There are often stories in the press about people, including youngsters, abusing animals.

I read recently about the prosecution of a 16-year-old boy who horrendously abused a kitten.

Gratuitous cruelty towards animals is only the tip of the iceberg; these crimes are more prevalent than people may realise.

They are committed by children and adults. As a volunteer involved in wildlife rescue, I regularly find animals with air rifle and stoning injuries. One alarming incident saw me challenge a man who was teaching his young son to fire a catapult at seagulls floating under the Palace Pier with the obvious intent of hitting one.

I am not suggesting everyone who abuses animals is going to become a serial killer or rapist, but research shows animal abuse is not an isolated form of violence.

Rather, it indicates a violent nature. Those who engage in it are likely to harm people as well.

It has been suggested that abusing an animal is a way for a human to find power, joy and fulfilment through the torture of a victim they know cannot defend itself.

This is a precursor to the abuse of vulnerable humans such as children, the elderly and the disabled. Statistics show that in 80% of all child abuse cases, there is also a history of animal abuse.

The NSPCC has produced a leaflet for professionals on the links between abuse of animals, children and domestic violence, so it would seem it takes this possible link very seriously.

Acts of animal cruelty are a warning sign, not of the inevitable but of the possible.

By reporting or responding to any incident committed by a child or an adult you may help to prevent the present and future suffering of both animals and humans.

Certain animals are often demonised and vilified, particularly herring gulls, pigeons and foxes.

This can be seen by those with a predisposition to cruelty as an incitement, a green-light condoning their actions.

As far as I’m concerned, this is as bad as throwing the stone or firing the gun.

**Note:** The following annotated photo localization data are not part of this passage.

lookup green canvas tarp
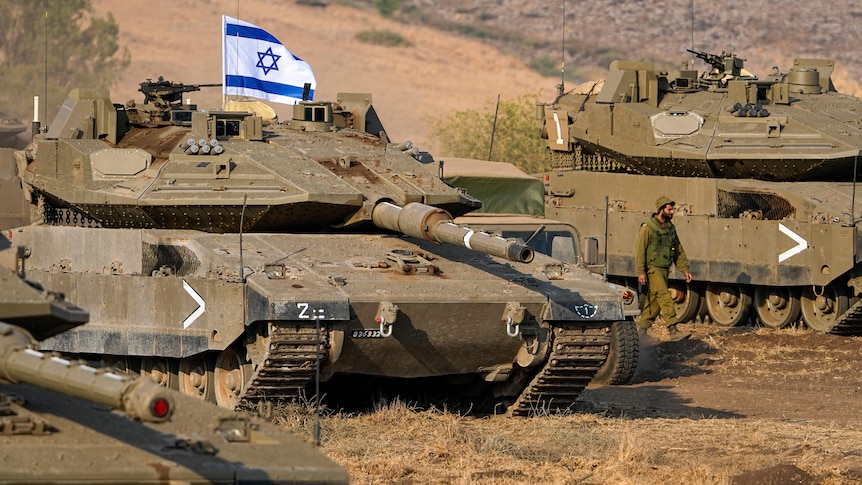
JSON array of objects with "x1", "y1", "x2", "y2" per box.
[{"x1": 441, "y1": 158, "x2": 545, "y2": 217}]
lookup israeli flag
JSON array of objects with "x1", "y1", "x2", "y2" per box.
[{"x1": 222, "y1": 15, "x2": 316, "y2": 104}]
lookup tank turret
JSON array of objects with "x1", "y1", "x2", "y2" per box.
[
  {"x1": 4, "y1": 78, "x2": 631, "y2": 417},
  {"x1": 540, "y1": 50, "x2": 862, "y2": 181},
  {"x1": 16, "y1": 81, "x2": 481, "y2": 230}
]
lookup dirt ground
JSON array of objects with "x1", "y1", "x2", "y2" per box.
[
  {"x1": 573, "y1": 324, "x2": 862, "y2": 483},
  {"x1": 581, "y1": 324, "x2": 862, "y2": 424}
]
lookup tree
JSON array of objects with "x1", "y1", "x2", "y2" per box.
[
  {"x1": 428, "y1": 93, "x2": 550, "y2": 174},
  {"x1": 0, "y1": 0, "x2": 129, "y2": 124}
]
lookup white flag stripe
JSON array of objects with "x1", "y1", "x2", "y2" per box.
[{"x1": 222, "y1": 15, "x2": 316, "y2": 104}]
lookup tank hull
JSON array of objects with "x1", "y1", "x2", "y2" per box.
[
  {"x1": 4, "y1": 224, "x2": 626, "y2": 414},
  {"x1": 544, "y1": 169, "x2": 862, "y2": 333}
]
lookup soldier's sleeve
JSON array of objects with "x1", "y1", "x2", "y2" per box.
[{"x1": 634, "y1": 224, "x2": 649, "y2": 276}]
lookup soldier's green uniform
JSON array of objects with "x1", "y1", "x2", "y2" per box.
[{"x1": 635, "y1": 196, "x2": 691, "y2": 331}]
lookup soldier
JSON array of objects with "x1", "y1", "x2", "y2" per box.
[{"x1": 635, "y1": 196, "x2": 693, "y2": 340}]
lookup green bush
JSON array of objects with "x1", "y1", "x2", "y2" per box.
[
  {"x1": 529, "y1": 56, "x2": 560, "y2": 78},
  {"x1": 355, "y1": 29, "x2": 413, "y2": 47},
  {"x1": 428, "y1": 93, "x2": 550, "y2": 174}
]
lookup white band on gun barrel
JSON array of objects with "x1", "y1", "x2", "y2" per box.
[{"x1": 463, "y1": 230, "x2": 474, "y2": 250}]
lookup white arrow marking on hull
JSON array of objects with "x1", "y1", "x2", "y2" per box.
[
  {"x1": 182, "y1": 280, "x2": 206, "y2": 329},
  {"x1": 778, "y1": 223, "x2": 808, "y2": 263}
]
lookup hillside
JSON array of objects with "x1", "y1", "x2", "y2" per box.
[
  {"x1": 412, "y1": 0, "x2": 862, "y2": 92},
  {"x1": 92, "y1": 0, "x2": 550, "y2": 155},
  {"x1": 92, "y1": 0, "x2": 862, "y2": 156}
]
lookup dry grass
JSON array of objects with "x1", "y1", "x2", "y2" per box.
[
  {"x1": 274, "y1": 400, "x2": 862, "y2": 484},
  {"x1": 266, "y1": 326, "x2": 862, "y2": 484}
]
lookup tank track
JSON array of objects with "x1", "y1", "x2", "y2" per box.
[
  {"x1": 508, "y1": 322, "x2": 611, "y2": 417},
  {"x1": 242, "y1": 323, "x2": 329, "y2": 403},
  {"x1": 829, "y1": 301, "x2": 862, "y2": 335}
]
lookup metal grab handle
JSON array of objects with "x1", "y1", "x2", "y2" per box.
[
  {"x1": 376, "y1": 317, "x2": 393, "y2": 338},
  {"x1": 505, "y1": 316, "x2": 520, "y2": 337}
]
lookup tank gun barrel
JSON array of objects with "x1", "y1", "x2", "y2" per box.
[
  {"x1": 371, "y1": 202, "x2": 534, "y2": 263},
  {"x1": 0, "y1": 322, "x2": 173, "y2": 422}
]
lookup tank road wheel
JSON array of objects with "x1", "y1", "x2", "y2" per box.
[
  {"x1": 705, "y1": 283, "x2": 752, "y2": 327},
  {"x1": 669, "y1": 281, "x2": 702, "y2": 324},
  {"x1": 801, "y1": 284, "x2": 849, "y2": 332},
  {"x1": 140, "y1": 358, "x2": 178, "y2": 389},
  {"x1": 592, "y1": 320, "x2": 639, "y2": 385},
  {"x1": 102, "y1": 356, "x2": 137, "y2": 375},
  {"x1": 215, "y1": 347, "x2": 251, "y2": 409},
  {"x1": 754, "y1": 286, "x2": 801, "y2": 329},
  {"x1": 179, "y1": 355, "x2": 215, "y2": 402}
]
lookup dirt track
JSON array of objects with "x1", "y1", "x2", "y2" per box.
[{"x1": 580, "y1": 324, "x2": 862, "y2": 424}]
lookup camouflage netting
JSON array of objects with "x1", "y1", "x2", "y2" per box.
[{"x1": 716, "y1": 189, "x2": 795, "y2": 220}]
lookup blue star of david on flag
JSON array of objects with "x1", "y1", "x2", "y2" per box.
[
  {"x1": 223, "y1": 16, "x2": 316, "y2": 104},
  {"x1": 256, "y1": 47, "x2": 281, "y2": 75}
]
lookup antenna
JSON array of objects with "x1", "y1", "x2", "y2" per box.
[
  {"x1": 239, "y1": 194, "x2": 247, "y2": 282},
  {"x1": 44, "y1": 4, "x2": 48, "y2": 126},
  {"x1": 313, "y1": 310, "x2": 321, "y2": 446},
  {"x1": 690, "y1": 0, "x2": 695, "y2": 68},
  {"x1": 488, "y1": 94, "x2": 500, "y2": 161},
  {"x1": 560, "y1": 0, "x2": 566, "y2": 92},
  {"x1": 853, "y1": 155, "x2": 858, "y2": 227}
]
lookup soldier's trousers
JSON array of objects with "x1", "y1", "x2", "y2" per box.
[{"x1": 639, "y1": 266, "x2": 678, "y2": 328}]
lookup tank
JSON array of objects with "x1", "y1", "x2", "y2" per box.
[
  {"x1": 538, "y1": 50, "x2": 862, "y2": 334},
  {"x1": 2, "y1": 78, "x2": 631, "y2": 416},
  {"x1": 0, "y1": 256, "x2": 349, "y2": 484}
]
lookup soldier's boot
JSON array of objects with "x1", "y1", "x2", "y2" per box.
[{"x1": 666, "y1": 324, "x2": 691, "y2": 341}]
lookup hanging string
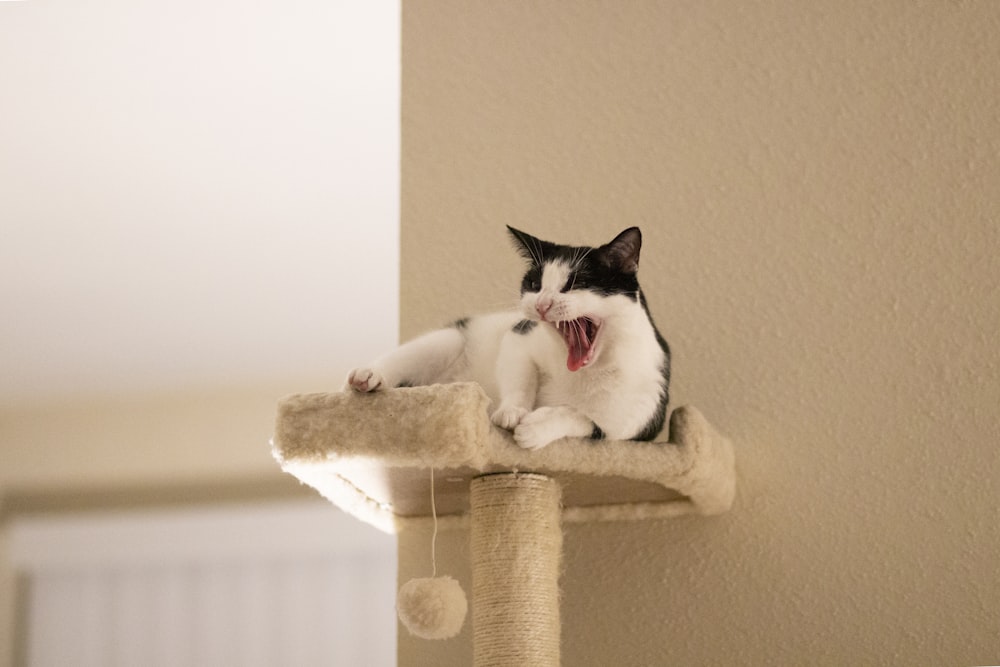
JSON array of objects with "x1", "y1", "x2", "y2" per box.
[
  {"x1": 395, "y1": 465, "x2": 468, "y2": 641},
  {"x1": 430, "y1": 467, "x2": 438, "y2": 578}
]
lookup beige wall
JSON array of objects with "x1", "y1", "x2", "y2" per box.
[{"x1": 399, "y1": 2, "x2": 999, "y2": 665}]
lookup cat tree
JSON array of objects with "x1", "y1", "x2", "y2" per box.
[{"x1": 272, "y1": 382, "x2": 735, "y2": 666}]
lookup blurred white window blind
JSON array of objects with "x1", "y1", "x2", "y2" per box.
[{"x1": 8, "y1": 501, "x2": 397, "y2": 667}]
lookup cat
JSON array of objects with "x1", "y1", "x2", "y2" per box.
[{"x1": 346, "y1": 226, "x2": 671, "y2": 450}]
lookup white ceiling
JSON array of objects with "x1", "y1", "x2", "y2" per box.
[{"x1": 0, "y1": 0, "x2": 400, "y2": 406}]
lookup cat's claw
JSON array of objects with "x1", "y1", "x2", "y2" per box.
[
  {"x1": 346, "y1": 368, "x2": 385, "y2": 393},
  {"x1": 491, "y1": 404, "x2": 528, "y2": 431}
]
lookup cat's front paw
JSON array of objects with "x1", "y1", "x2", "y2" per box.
[
  {"x1": 346, "y1": 368, "x2": 385, "y2": 393},
  {"x1": 513, "y1": 406, "x2": 593, "y2": 450},
  {"x1": 512, "y1": 407, "x2": 564, "y2": 450},
  {"x1": 491, "y1": 404, "x2": 528, "y2": 431}
]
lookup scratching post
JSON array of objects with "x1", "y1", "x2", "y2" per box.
[{"x1": 470, "y1": 473, "x2": 562, "y2": 667}]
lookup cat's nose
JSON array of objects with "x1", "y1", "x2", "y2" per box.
[{"x1": 536, "y1": 298, "x2": 552, "y2": 319}]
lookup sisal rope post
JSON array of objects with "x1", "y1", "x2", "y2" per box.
[{"x1": 470, "y1": 473, "x2": 562, "y2": 667}]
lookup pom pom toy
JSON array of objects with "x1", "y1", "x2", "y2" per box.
[
  {"x1": 397, "y1": 575, "x2": 468, "y2": 639},
  {"x1": 396, "y1": 468, "x2": 468, "y2": 639}
]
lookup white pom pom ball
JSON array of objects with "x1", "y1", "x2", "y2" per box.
[{"x1": 396, "y1": 576, "x2": 468, "y2": 640}]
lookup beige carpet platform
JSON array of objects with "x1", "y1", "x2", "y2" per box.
[{"x1": 272, "y1": 382, "x2": 735, "y2": 533}]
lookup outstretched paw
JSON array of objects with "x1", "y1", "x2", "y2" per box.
[
  {"x1": 346, "y1": 368, "x2": 385, "y2": 393},
  {"x1": 491, "y1": 404, "x2": 529, "y2": 431}
]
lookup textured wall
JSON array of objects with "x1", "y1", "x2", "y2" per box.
[{"x1": 399, "y1": 1, "x2": 1000, "y2": 665}]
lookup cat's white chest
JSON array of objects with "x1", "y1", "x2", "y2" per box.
[{"x1": 536, "y1": 362, "x2": 618, "y2": 407}]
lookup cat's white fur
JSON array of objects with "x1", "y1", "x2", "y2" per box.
[{"x1": 346, "y1": 250, "x2": 667, "y2": 450}]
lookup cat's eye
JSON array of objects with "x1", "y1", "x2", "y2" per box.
[{"x1": 522, "y1": 267, "x2": 542, "y2": 293}]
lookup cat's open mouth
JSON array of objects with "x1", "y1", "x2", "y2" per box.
[{"x1": 555, "y1": 317, "x2": 602, "y2": 372}]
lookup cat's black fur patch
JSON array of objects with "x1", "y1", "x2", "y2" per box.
[
  {"x1": 518, "y1": 263, "x2": 543, "y2": 294},
  {"x1": 631, "y1": 289, "x2": 671, "y2": 441},
  {"x1": 559, "y1": 263, "x2": 639, "y2": 301},
  {"x1": 450, "y1": 317, "x2": 470, "y2": 329},
  {"x1": 512, "y1": 319, "x2": 537, "y2": 335},
  {"x1": 591, "y1": 424, "x2": 606, "y2": 440},
  {"x1": 631, "y1": 364, "x2": 669, "y2": 441}
]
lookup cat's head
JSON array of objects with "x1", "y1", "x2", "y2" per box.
[{"x1": 507, "y1": 226, "x2": 643, "y2": 371}]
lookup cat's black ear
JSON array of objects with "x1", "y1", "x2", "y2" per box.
[
  {"x1": 601, "y1": 227, "x2": 642, "y2": 273},
  {"x1": 507, "y1": 226, "x2": 546, "y2": 264}
]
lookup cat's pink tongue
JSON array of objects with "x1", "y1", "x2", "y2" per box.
[{"x1": 565, "y1": 319, "x2": 591, "y2": 372}]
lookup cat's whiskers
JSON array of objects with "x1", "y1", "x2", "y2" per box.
[
  {"x1": 567, "y1": 246, "x2": 593, "y2": 292},
  {"x1": 490, "y1": 283, "x2": 524, "y2": 308},
  {"x1": 529, "y1": 236, "x2": 545, "y2": 265}
]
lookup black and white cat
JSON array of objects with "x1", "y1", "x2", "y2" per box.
[{"x1": 346, "y1": 227, "x2": 671, "y2": 450}]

Animal abuse knows no social boundaries – it could be committed by the person living next to you or by the child sat next to yours at school.

In my work with wildlife, I have met some amazing children who have found an injured creature, called for help and shown great compassion and respect.

If society teaches children that the suffering of animals does matter, with adults as role models, this world would be a better place.